TRF-5 - Apelação Civel AC 421270 PE 2006.83.00.003917-4 (TRF-5)

Data de publicação: 19/11/2007

Ementa: PREVIDENCIÁRIO. AUXÍLIO-DOENÇA. SUSPENSÃO. LAUDO PERICIAL DO JUÍZO CONCLUSIVO QUANTO À INCAPACIDADE PARCIAL DO DEMANDANTE PARA O EXERCÍCIO DE ATIVIDADE PROFISSIONAL. NECESSIDADE DE REABILITAÇÃO PROFISSIONAL, NOS TERMOS DO ART. 62 , DA LEI 8.213 /91. RESTABELECIMENTO. JUROS MORATÓRIOS. CORREÇÃO MONETÁRIA. HONORÁRIOS ADVOCATÍCIOS. SÚMULA 111 DO STJ. 1. O auxílio-doença é benefício pago em decorrência de incapacidade temporária, sendo devido enquanto permanecer a incapacidade e renovável a cada oportunidade em que o segurado dele necessite. 2. O laudo médico pericial não constitui prova exclusiva para a formação da convicção do magistrado. Assim, em atenção ao princípio do livre convencimento, poderá o julgador se valer de outros meios de prova para desate da lide.
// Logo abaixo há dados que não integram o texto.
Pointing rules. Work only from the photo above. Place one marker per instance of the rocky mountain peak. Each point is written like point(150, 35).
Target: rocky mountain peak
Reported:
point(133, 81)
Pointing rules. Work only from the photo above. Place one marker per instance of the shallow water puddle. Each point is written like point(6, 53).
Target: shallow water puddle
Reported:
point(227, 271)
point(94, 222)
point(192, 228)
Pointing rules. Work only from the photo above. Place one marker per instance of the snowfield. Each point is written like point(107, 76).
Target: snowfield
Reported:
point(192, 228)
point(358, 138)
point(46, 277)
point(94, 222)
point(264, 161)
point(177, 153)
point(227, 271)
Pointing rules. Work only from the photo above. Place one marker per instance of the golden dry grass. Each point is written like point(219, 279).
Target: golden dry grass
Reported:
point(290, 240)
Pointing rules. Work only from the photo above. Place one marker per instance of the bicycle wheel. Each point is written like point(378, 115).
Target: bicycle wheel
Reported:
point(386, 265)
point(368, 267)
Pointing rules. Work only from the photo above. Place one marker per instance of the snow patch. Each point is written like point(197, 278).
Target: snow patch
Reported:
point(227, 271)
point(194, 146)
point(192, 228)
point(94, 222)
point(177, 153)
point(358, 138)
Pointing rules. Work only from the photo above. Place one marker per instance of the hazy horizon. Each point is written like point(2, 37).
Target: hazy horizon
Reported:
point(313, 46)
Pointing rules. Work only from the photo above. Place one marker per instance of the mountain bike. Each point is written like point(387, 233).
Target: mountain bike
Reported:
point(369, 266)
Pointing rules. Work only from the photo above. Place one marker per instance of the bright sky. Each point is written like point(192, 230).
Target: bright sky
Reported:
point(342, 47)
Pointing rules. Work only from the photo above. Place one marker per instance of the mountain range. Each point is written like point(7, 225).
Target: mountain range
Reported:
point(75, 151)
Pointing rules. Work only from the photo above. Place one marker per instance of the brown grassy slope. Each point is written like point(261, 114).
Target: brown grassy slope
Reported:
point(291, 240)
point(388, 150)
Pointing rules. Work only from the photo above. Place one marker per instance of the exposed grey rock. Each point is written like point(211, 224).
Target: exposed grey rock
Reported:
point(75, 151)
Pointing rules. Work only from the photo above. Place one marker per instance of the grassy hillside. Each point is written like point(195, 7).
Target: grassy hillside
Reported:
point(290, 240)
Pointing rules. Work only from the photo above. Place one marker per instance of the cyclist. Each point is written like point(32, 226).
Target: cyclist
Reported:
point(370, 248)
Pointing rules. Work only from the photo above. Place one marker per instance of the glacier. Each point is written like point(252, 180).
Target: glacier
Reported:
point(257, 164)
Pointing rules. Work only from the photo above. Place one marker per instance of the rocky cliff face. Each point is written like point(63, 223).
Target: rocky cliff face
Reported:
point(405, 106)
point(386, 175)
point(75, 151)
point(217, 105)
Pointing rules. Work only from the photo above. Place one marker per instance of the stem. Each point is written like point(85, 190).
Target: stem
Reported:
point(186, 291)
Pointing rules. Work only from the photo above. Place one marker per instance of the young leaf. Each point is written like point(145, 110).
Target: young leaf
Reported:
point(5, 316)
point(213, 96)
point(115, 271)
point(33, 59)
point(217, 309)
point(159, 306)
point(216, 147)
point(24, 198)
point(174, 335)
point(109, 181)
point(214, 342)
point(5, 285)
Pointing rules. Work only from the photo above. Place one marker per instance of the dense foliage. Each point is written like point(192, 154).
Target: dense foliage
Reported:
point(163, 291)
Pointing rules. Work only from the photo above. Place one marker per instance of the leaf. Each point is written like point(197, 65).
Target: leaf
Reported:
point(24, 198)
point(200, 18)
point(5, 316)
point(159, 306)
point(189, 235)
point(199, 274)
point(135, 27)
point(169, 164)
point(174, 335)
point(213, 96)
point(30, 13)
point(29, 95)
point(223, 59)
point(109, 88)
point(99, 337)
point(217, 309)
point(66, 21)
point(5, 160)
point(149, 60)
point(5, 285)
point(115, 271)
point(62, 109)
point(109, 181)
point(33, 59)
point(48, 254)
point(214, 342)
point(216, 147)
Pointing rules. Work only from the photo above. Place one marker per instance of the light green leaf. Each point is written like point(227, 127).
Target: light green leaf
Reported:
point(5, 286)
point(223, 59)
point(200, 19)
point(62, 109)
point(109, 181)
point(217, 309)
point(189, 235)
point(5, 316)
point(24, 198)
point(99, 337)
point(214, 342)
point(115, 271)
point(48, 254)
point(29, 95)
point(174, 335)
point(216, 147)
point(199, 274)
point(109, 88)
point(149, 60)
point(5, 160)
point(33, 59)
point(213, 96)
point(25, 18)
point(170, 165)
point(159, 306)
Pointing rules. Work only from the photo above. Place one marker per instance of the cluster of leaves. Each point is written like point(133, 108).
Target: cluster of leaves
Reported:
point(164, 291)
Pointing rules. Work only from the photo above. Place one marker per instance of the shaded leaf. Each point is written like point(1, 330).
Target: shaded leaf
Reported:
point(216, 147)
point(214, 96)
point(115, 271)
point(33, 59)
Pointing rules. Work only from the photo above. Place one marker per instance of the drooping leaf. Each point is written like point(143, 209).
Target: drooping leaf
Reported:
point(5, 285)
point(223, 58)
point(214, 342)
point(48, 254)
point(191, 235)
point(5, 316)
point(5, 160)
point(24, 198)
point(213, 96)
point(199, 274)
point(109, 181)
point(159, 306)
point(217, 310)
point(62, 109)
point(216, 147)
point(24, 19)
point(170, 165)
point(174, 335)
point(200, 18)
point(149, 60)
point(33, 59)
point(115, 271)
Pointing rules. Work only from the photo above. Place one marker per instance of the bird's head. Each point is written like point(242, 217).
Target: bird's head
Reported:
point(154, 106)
Precedentes do STJ. 3. No caso em apreço, o douto Juízo a quo julgou improcedente o pedido, em face de laudo pericial conclusivo quanto à incapacidade parcial do demandante para o exercício de atividade profissional. Segundo o mesmo laudo (fls. 85/88), o autor apresenta cegueira total no olho esquerdo, lesão de caráter irreversível, que o torna incapacitado para atividades mais complexas que necessitem de pleno campo de visão, como, por exemplo, dirigir veículos de grande porte. Para a atividade habitual de Pedreiro, o demandante vai apresentar dificuldade em situações que necessite de ampla noção de profundidade. 4. Ocorre que, não poderia o INSS suspender, abruptamente, o benefício de auxílio-doença do demandante, sem a observância dos termos insertos no art. 62 da Lei 8.213 /91, que obriga o Instituto demandado a proceder à reabilitação profissional do segurado, de modo a que este exerça outra atividade, compatível com a sua atual condição. 5. Honorários advocatícios, em desfavor do INSS, fixados em 10% sobre o valor da condenação, observando-se, contudo, os limites da Súmula 111 do STJ. 6. Apelação do Particular provida.